Sin embargo, estos hallazgos no significan que sea un tratamiento eficaz para todas las enfermedades.

¿Puede mejorar la salud de los ojos?

En internet es frecuente encontrar afirmaciones de que el DMSO puede tratar cataratas, degeneración macular, ojo seco, moscas volantes o incluso recuperar la visión perdida. Aunque existen investigaciones de laboratorio y algunos estudios pequeños sobre determinadas aplicaciones, actualmente no hay evidencia clínica suficiente para recomendar el DMSO como tratamiento habitual para estas enfermedades.

Los especialistas en oftalmología recomiendan no aplicar DMSO directamente en los ojos sin indicación médica, ya que podría producir irritación u otras complicaciones.

Riesgos y precauciones

Debido a su capacidad para atravesar los tejidos, el DMSO puede transportar impurezas u otras sustancias presentes en la piel hacia el interior del organismo. Además, algunas personas pueden presentar:

  • Irritación de la piel o de las mucosas.
  • Enrojecimiento.
  • Sensación de ardor.
  • Olor característico en el aliento o en la piel después de su uso.

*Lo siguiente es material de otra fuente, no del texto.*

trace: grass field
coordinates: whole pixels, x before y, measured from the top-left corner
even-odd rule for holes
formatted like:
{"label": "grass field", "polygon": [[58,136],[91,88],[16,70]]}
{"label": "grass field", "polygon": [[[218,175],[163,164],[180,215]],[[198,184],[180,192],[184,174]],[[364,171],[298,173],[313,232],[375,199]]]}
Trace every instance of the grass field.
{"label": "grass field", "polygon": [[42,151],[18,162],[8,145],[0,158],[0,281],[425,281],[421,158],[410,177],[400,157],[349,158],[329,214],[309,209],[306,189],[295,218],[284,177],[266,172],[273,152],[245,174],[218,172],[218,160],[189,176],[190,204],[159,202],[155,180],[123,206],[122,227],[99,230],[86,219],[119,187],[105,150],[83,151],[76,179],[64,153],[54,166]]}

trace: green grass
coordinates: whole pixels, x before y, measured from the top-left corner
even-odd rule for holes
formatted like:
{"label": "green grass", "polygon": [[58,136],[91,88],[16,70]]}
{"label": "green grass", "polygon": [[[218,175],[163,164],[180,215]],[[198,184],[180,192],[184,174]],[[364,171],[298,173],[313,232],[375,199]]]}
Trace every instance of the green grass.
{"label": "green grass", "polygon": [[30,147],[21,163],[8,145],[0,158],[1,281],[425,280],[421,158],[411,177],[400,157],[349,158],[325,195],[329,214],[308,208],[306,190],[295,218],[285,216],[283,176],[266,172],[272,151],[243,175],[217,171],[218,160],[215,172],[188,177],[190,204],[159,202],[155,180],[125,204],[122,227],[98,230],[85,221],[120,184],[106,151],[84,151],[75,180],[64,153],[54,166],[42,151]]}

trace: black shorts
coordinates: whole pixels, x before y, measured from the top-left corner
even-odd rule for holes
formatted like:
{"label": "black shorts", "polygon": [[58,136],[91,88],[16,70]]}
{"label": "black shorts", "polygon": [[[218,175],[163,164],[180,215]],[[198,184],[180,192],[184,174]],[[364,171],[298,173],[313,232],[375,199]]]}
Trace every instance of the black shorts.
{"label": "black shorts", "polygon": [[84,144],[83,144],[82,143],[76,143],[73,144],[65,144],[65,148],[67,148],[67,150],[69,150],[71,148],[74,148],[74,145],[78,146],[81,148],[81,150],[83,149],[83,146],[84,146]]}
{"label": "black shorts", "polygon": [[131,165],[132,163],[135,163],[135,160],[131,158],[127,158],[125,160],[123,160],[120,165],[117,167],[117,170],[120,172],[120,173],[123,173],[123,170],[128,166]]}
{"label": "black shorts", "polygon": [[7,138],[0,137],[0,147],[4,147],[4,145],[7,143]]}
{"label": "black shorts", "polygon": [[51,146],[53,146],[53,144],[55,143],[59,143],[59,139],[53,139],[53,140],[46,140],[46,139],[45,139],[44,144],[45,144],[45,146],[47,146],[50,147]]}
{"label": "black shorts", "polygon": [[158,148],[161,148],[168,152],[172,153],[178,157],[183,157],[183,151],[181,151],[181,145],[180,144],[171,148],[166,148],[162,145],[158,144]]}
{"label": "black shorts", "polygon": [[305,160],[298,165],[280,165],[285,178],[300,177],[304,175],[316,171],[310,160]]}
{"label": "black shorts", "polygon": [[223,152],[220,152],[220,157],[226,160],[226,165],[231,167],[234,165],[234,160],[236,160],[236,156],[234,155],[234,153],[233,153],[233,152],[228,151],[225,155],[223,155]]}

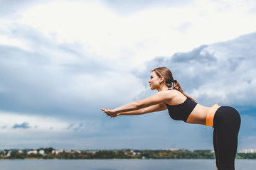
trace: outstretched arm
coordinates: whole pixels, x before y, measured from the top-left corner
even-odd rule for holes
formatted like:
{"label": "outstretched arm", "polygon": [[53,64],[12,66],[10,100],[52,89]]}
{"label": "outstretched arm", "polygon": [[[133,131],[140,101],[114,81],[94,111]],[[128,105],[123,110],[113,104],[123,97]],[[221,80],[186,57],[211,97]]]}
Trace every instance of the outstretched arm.
{"label": "outstretched arm", "polygon": [[[164,103],[153,105],[146,108],[141,108],[137,110],[122,112],[117,114],[107,113],[107,109],[102,108],[102,110],[106,113],[111,118],[117,117],[117,115],[142,115],[148,113],[157,112],[166,110],[167,108]],[[107,112],[106,112],[107,111]]]}
{"label": "outstretched arm", "polygon": [[107,115],[113,115],[112,117],[115,117],[114,115],[117,115],[119,113],[124,115],[124,113],[126,113],[125,114],[127,115],[144,114],[157,111],[160,108],[160,110],[166,109],[166,108],[164,109],[163,104],[169,99],[171,99],[169,93],[167,91],[160,91],[145,99],[137,101],[112,110],[107,108],[102,108],[102,110],[105,111]]}

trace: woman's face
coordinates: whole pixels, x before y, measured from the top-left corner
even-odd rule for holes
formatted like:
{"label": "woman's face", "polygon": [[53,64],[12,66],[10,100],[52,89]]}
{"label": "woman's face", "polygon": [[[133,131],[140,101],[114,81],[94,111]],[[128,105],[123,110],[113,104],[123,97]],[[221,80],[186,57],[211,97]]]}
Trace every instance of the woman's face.
{"label": "woman's face", "polygon": [[155,72],[151,72],[150,79],[149,81],[149,86],[151,90],[156,89],[156,87],[160,85],[160,78],[157,76]]}

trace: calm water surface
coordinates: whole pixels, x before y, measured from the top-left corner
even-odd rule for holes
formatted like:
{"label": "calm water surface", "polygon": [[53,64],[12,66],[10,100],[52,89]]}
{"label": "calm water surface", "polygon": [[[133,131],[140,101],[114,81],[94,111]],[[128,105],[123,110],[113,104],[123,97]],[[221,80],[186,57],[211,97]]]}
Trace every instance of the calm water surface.
{"label": "calm water surface", "polygon": [[[256,169],[256,160],[236,160],[236,170]],[[0,160],[1,170],[216,170],[214,159]]]}

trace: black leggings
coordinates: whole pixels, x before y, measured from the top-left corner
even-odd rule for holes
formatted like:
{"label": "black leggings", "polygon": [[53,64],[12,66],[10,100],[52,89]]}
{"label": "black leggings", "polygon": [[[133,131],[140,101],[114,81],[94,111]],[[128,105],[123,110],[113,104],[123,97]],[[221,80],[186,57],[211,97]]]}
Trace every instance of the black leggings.
{"label": "black leggings", "polygon": [[219,108],[213,118],[213,145],[218,170],[234,170],[241,118],[229,106]]}

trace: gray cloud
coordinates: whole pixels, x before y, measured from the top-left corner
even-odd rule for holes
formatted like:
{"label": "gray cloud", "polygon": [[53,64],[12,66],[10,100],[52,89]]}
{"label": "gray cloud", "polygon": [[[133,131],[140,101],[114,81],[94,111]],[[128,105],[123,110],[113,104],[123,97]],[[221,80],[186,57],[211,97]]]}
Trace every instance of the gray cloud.
{"label": "gray cloud", "polygon": [[21,124],[15,124],[11,128],[13,129],[19,129],[19,128],[21,128],[21,129],[29,129],[31,128],[31,127],[29,126],[29,124],[28,123],[23,123]]}
{"label": "gray cloud", "polygon": [[[16,25],[15,28],[5,33],[10,38],[23,40],[30,50],[0,45],[1,109],[54,114],[62,118],[85,116],[84,110],[89,108],[89,114],[99,112],[101,106],[89,100],[92,95],[80,97],[75,94],[78,91],[70,89],[76,76],[88,76],[97,79],[97,74],[113,71],[115,66],[110,67],[110,60],[107,62],[86,52],[79,43],[59,44],[25,26]],[[55,63],[55,57],[60,58],[59,62]],[[92,79],[88,78],[87,81],[84,88],[88,88],[87,84],[92,84]],[[100,79],[97,81],[100,83]],[[87,102],[85,102],[87,98]]]}
{"label": "gray cloud", "polygon": [[184,6],[193,2],[191,0],[107,0],[101,1],[102,3],[112,8],[114,11],[122,15],[129,15],[134,12],[154,7],[180,7]]}
{"label": "gray cloud", "polygon": [[[227,42],[201,45],[190,52],[156,57],[133,73],[148,86],[149,70],[166,67],[185,91],[196,94],[203,104],[217,102],[255,107],[255,44],[256,33],[245,35]],[[139,98],[144,97],[141,95]]]}

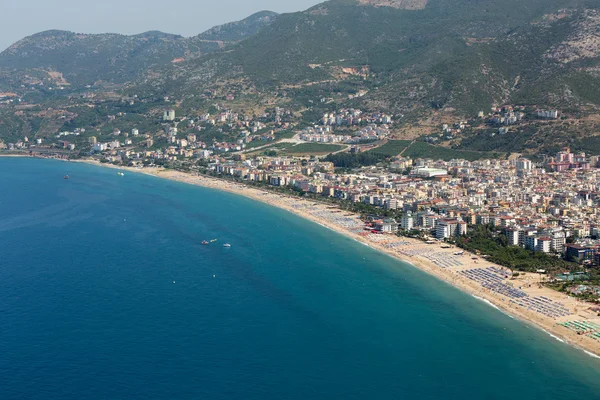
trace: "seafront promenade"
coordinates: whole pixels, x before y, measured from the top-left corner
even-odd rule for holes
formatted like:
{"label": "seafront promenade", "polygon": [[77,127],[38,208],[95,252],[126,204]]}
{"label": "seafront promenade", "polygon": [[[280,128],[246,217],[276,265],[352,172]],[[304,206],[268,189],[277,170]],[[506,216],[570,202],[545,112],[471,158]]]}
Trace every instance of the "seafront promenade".
{"label": "seafront promenade", "polygon": [[[84,161],[87,162],[87,161]],[[311,220],[482,299],[508,315],[526,321],[558,340],[600,357],[600,316],[593,305],[540,285],[538,274],[513,278],[506,268],[441,243],[369,233],[358,215],[315,201],[289,197],[243,184],[162,168],[109,168],[144,173],[242,195]]]}

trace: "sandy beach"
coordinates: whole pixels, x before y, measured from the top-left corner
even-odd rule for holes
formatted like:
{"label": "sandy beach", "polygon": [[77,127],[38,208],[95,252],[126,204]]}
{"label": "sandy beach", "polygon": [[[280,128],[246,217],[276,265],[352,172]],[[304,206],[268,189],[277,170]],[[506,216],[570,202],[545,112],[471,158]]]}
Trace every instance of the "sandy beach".
{"label": "sandy beach", "polygon": [[364,229],[365,225],[358,215],[342,211],[332,205],[174,170],[117,167],[91,160],[80,162],[222,190],[287,210],[409,263],[465,293],[488,302],[508,315],[543,329],[557,340],[600,357],[600,338],[591,334],[591,331],[582,332],[573,329],[572,326],[568,328],[560,325],[577,321],[593,326],[597,324],[600,327],[600,316],[591,310],[593,304],[540,285],[538,274],[521,274],[514,279],[510,277],[510,271],[506,268],[468,252],[456,254],[462,250],[455,247],[443,246],[442,243],[427,244],[417,239],[396,235],[370,233]]}

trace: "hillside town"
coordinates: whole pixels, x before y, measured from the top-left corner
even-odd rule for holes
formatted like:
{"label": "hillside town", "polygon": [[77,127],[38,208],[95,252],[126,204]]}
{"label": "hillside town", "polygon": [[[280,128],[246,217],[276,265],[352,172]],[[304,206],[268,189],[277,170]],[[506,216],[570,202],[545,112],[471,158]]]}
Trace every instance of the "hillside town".
{"label": "hillside town", "polygon": [[[439,240],[491,225],[509,244],[600,263],[600,158],[568,150],[536,165],[528,159],[411,160],[339,174],[330,162],[290,157],[213,161],[208,171],[270,186],[364,203],[401,212],[378,225],[381,232],[420,230]],[[570,168],[562,168],[569,162]],[[559,165],[561,168],[556,169]],[[411,169],[408,175],[390,172]]]}

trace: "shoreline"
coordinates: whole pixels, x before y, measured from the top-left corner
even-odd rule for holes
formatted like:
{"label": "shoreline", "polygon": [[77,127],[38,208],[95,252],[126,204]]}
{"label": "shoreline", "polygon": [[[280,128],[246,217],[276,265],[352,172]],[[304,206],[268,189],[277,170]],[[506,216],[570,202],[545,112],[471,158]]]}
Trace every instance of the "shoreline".
{"label": "shoreline", "polygon": [[[102,164],[93,160],[72,160],[70,162],[141,173],[162,179],[169,179],[181,183],[229,192],[289,211],[296,216],[317,223],[324,228],[344,235],[373,250],[377,250],[396,260],[409,264],[411,267],[417,268],[428,275],[443,280],[458,290],[461,290],[463,293],[471,295],[473,298],[486,303],[507,316],[511,318],[514,317],[522,322],[532,325],[553,337],[555,340],[578,348],[585,352],[586,355],[600,359],[600,340],[594,340],[591,337],[579,335],[566,327],[558,325],[562,322],[574,320],[585,320],[600,325],[600,317],[596,313],[588,310],[592,304],[584,303],[571,298],[566,294],[538,286],[537,282],[539,278],[537,274],[523,274],[518,279],[507,280],[504,283],[519,287],[523,292],[527,293],[528,296],[544,296],[554,302],[561,303],[564,305],[564,308],[572,313],[572,315],[557,318],[543,315],[526,307],[517,305],[513,302],[513,299],[498,292],[486,289],[478,282],[461,274],[463,271],[489,267],[503,269],[503,267],[499,265],[490,263],[485,259],[481,259],[479,256],[470,254],[466,251],[463,256],[455,256],[454,252],[456,251],[456,248],[442,249],[440,248],[440,244],[428,245],[417,239],[398,237],[396,235],[369,234],[363,230],[364,224],[358,224],[359,220],[357,214],[341,211],[337,207],[333,208],[334,206],[332,205],[325,205],[316,202],[315,200],[288,197],[283,194],[249,187],[237,182],[230,182],[202,175],[197,176],[175,170],[119,167],[112,164]],[[352,222],[352,220],[354,220],[354,222]],[[477,260],[473,259],[475,257]],[[444,264],[446,260],[453,260],[452,266]],[[440,265],[445,265],[446,267]]]}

Su utilización debe realizarse únicamente bajo supervisión de un profesional sanitario cuando exista una indicación médica apropiada.

¿Qué hacer si tienes problemas de visión?

Si experimentas visión borrosa, dolor ocular, pérdida de visión, moscas volantes repentinas, destellos de luz o cualquier otro cambio importante en la vista, lo más recomendable es acudir a un oftalmólogo para recibir un diagnóstico adecuado.

El tratamiento oportuno de muchas enfermedades oculares puede ayudar a prevenir complicaciones y preservar la visión.

Conclusión

El DMSO es un compuesto que continúa siendo objeto de investigación por sus propiedades biológicas y sus posibles aplicaciones médicas. Sin embargo, muchas de las afirmaciones que circulan sobre su capacidad para curar enfermedades oculares todavía no cuentan con respaldo científico suficiente.

Antes de utilizar cualquier producto en los ojos o de sustituir un tratamiento indicado por un profesional de la salud, es fundamental buscar orientación médica. La mejor estrategia para cuidar la visión sigue siendo realizar controles oftalmológicos periódicos, mantener hábitos saludables y tratar oportunamente cualquier enfermedad ocular.